If I strove to tell this story as such story should be told,
I should write in jewel letters on a leaf of shining gold;
With a diamond pen to shrine each word as crystal as a tear,
And a blood-red fire of rubies to flash the record clear.

Oh! I cannot tell this story, for the flame is in my heart,
And my soul's afire with a vision of the mighty hero-part;
And I spill the diamonds, in tears, that blind my mortal eyes
As I dream the horror of that flight through the unpitying skies.

Oh!
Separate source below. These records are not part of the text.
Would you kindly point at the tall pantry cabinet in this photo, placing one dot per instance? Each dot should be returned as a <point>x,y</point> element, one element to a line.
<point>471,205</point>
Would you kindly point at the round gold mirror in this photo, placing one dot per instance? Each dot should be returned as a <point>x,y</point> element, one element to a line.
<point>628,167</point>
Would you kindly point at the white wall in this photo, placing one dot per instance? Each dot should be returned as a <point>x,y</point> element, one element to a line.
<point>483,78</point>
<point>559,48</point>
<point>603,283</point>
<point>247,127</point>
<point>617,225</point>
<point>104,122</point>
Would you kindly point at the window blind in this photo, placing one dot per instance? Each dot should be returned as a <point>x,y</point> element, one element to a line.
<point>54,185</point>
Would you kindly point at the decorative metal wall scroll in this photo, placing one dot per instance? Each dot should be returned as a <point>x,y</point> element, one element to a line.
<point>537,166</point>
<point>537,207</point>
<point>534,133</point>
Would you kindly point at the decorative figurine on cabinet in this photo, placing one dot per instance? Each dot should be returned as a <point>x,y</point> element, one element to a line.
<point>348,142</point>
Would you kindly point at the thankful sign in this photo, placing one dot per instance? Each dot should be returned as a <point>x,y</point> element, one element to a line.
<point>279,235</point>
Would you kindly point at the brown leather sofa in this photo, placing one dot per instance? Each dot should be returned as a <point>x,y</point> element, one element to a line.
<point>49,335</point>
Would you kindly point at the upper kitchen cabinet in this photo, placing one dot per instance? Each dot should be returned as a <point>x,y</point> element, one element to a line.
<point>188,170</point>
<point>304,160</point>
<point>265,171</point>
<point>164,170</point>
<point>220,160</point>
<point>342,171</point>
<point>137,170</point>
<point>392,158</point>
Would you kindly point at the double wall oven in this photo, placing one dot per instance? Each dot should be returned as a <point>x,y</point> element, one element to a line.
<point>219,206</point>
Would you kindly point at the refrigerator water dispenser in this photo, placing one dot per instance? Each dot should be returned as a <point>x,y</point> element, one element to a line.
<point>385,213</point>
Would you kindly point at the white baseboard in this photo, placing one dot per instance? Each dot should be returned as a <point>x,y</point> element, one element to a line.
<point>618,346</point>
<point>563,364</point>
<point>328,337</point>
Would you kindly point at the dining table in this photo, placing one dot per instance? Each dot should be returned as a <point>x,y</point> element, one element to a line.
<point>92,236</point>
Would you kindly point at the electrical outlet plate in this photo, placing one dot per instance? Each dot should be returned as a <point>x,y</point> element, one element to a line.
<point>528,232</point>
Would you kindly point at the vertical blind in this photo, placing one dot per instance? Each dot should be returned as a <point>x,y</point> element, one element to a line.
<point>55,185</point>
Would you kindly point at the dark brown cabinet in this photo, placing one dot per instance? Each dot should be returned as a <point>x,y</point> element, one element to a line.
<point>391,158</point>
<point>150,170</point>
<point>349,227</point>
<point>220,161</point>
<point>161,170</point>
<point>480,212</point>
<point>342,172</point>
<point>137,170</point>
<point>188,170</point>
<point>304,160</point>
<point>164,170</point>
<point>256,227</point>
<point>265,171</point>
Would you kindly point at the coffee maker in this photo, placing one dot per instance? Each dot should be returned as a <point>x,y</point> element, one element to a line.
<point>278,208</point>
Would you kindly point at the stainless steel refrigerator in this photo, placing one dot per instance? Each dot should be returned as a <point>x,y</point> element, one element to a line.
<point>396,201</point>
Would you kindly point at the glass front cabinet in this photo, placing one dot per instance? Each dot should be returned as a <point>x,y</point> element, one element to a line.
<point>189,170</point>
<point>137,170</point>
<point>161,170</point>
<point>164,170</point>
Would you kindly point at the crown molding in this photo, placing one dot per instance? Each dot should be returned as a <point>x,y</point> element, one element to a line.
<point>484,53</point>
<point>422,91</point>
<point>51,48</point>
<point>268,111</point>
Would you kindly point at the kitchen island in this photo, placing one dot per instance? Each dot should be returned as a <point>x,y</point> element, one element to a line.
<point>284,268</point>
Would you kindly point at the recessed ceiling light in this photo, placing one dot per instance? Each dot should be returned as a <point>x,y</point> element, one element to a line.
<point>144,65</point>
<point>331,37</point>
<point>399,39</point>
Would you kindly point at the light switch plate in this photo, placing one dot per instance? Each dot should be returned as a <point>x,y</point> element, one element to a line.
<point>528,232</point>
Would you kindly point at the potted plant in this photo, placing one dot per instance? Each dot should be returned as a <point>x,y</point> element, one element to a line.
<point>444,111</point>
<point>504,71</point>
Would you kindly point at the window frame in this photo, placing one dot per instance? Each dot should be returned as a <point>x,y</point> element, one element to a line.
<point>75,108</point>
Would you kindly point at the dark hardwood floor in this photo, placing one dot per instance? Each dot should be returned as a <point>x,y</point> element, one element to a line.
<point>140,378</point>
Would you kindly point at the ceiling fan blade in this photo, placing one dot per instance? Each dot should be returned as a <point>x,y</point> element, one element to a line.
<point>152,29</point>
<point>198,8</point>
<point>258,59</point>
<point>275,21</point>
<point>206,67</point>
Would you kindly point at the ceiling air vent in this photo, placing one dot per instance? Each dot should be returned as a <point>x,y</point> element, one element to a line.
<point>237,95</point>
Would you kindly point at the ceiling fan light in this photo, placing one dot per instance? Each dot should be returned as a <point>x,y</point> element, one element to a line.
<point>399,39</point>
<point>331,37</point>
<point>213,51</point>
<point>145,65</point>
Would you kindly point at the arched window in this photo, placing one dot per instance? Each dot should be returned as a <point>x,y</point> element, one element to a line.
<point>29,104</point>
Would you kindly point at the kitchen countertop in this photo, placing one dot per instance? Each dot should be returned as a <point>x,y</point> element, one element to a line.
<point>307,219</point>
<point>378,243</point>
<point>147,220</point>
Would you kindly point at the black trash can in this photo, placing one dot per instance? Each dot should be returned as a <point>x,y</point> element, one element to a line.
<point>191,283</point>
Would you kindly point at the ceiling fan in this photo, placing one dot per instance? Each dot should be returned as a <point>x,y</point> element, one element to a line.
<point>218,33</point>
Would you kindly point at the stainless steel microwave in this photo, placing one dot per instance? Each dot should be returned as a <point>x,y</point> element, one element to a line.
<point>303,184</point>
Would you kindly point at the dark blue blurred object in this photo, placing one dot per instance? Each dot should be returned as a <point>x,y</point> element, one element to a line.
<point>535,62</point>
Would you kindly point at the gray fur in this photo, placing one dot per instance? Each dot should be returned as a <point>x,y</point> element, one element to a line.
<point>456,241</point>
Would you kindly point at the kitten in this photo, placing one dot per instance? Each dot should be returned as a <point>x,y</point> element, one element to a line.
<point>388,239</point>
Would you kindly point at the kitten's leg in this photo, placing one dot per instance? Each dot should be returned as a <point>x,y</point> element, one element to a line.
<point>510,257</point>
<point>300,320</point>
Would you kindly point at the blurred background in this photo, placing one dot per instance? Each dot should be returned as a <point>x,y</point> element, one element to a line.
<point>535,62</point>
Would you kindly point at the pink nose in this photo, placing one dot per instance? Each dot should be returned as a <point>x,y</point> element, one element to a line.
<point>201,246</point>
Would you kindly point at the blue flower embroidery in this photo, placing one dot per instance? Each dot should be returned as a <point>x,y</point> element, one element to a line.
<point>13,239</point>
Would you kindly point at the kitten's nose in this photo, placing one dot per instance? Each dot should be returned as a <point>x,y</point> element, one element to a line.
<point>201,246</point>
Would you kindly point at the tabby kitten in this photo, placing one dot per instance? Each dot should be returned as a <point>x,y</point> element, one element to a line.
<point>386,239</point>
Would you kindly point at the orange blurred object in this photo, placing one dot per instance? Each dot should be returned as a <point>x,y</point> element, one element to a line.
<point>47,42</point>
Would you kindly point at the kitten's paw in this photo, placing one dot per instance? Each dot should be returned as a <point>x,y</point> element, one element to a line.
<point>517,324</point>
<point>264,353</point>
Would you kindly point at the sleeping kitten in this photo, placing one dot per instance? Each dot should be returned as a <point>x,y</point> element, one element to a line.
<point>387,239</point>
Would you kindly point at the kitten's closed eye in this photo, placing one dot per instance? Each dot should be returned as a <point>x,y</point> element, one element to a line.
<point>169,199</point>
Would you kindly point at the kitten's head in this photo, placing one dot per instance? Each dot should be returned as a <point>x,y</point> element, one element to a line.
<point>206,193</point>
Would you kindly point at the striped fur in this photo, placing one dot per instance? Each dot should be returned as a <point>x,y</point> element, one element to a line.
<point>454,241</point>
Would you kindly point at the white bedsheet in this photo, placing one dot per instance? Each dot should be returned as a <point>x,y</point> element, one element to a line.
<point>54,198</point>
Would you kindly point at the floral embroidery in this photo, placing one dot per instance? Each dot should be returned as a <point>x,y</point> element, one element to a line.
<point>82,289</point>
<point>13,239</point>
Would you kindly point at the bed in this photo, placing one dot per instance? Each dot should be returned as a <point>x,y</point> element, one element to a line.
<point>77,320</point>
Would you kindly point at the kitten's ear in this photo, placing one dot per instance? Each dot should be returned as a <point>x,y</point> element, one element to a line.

A nation's heart beats quicker with a proud exultant glow;
For such deeds as these can thrill her through her agony of woe.
And the England that doth render him her amplest meed of fame
Counts richest jewel in her crown her brave son's honoured name.

I leave the story all untold - too feeble are my words.
The ocean's diapason and the storm wind's thundering chords,
The very stars that strew the heavens, the suns that ceaseless roll
Shall sing and blaze the brighter since they keep that hero-soul.

(Amanda Bebbington, in the "Weekly News", 16 February 1917)

==Statue==

On 1 April 2018 a statue commemorating Mottershead was unveiled in Victoria Park, Widnes.